Diaphysis tulang tibia pada penampang melintang merupakan segitiga
dengan basis menghadap ke belakang dan apex menghadap kedepan. Memiliki tiga
tepi yaitu margo anteroir, margo medialis dan crista interossea disebelah lateral.
Sehingga terdapat dataran yaitu facies medialis, facies posterior dan facies
lateralis. Margo anterior di bagian proximal menonjol disebut tuberositas tibia
( Platzer, 1983).
Pada epiphysis distalis tibia menonjol disebut maleolus medialis. Bagian ini
memiliki tiga dataran sendi yaitu facies articularis malleolaris, facies articularis
inferior dan incisura fibularis ( Platzer, 1983 ).
Tulang fibulajuga terdiri dari tiga bagian yaitu epiphysis
proximalis,diaphysis dan epiphysis distalis. Epiphysis proximalis membulat disebut
capitulum fibulae, yang kearah proximal meruncing menjadi apex capituli fibulae.
Pada capitulum fibulae terdapat dataran sendi yaitu facies articularis capituli
fibulae untuk persendian dengan fibula ( Platzer, 1983 ).
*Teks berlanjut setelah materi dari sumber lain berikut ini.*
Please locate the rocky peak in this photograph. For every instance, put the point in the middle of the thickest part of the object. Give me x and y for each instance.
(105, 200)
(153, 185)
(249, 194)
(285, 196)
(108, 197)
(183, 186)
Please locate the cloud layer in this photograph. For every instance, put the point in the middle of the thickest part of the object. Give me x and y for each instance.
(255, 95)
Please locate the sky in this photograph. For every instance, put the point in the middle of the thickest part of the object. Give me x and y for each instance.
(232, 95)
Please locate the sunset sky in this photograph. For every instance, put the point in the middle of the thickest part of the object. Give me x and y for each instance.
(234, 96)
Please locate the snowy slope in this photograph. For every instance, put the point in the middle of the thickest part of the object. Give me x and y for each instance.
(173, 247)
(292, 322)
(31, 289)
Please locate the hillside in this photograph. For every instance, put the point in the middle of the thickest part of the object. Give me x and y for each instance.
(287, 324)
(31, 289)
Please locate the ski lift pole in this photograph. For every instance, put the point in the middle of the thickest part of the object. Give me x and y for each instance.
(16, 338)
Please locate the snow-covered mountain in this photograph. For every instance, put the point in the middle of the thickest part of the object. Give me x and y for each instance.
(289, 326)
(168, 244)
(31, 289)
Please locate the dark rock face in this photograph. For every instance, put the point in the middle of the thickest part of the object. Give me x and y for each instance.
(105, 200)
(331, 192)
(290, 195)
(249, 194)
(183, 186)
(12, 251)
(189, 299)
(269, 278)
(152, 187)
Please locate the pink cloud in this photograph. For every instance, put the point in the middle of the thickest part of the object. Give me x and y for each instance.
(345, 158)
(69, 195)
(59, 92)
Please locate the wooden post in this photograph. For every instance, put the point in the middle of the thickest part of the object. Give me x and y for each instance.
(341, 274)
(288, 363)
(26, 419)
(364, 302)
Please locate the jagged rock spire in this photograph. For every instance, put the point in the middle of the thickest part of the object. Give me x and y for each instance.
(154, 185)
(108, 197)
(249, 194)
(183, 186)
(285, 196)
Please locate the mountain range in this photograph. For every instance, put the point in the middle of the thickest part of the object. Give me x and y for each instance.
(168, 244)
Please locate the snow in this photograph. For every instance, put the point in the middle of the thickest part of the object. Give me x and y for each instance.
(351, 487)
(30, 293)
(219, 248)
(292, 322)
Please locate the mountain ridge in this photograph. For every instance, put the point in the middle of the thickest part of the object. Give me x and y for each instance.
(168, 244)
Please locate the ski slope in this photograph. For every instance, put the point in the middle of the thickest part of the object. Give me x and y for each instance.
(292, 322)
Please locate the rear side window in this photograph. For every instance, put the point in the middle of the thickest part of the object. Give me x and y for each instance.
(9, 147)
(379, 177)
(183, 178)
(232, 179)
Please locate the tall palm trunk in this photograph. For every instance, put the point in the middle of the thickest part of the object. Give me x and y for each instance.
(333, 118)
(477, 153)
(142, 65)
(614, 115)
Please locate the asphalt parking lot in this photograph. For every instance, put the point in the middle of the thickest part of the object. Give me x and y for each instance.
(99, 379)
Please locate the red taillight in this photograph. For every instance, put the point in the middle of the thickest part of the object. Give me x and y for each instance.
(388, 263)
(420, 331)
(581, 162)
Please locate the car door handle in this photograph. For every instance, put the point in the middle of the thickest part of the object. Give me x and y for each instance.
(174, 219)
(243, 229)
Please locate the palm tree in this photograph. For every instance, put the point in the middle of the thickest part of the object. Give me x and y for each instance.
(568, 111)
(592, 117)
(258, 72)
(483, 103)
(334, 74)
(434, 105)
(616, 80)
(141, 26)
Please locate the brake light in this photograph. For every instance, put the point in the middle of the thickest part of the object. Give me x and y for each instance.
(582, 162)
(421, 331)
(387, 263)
Diaphysis mempunyai empat crista yaitu crista lateralis, crista medialis,
crista anterior dan crista interossea. Dan mempunyai tiga dataran sendi yaitu facies
medialis, facies lateralis dan facies posterior. Epiphysis distalis ke arah lateral
membulat disebut maloelus lateralis.
Terdapat dua sistem sendi yang berhubungan dengan cruris yaitu sendi lutut
atau knee joint dan sendi pergelangan kaki atau ankle joint. Knee joint memiliki dua
persendian yang terdapat dalam satu kapsul yaitu sendi tibiofemorale dan sendi
patellofemoral (Norkin, 1995). Sendi tibiofemorale terdiri dari tulang tibia dan
femur, sedangkan sendi patellofemoral terdiri dari patella dan tulang femur.
Dilihat dari aspek artrokinetika, pada saat berdiri atau weight-bearing
(menumpu berat badan), maka saat flexi condylus femorale roll ke posterior dan
slide ke anterior. Saat gerakan sendi ekstensi condylus femorale roll ke anterior dan
slide ke posterior (Norkin, 1995).
Otot penggerak knee adalah otot bicep femoris, otot semitendinosus distalis,
otot rectus femoris, otot tensor facia latae, otot gracilis, otot sartorius, otot
gastrocnemius (Wolf, 1994).
Gerakan yang dilakukan sendi lutut adalah fleksi, ekstensi, rotasi interna
dan rotasi eksterna. Posisi netral untuk lutut dengan femur hiperekstensi dapat
mencapai 12°, flexi sampai 130°, untuk rotasi interna dapat mencapai 10° dan
rotasi eksterna dapat mencapai 20° (Russe, 1975).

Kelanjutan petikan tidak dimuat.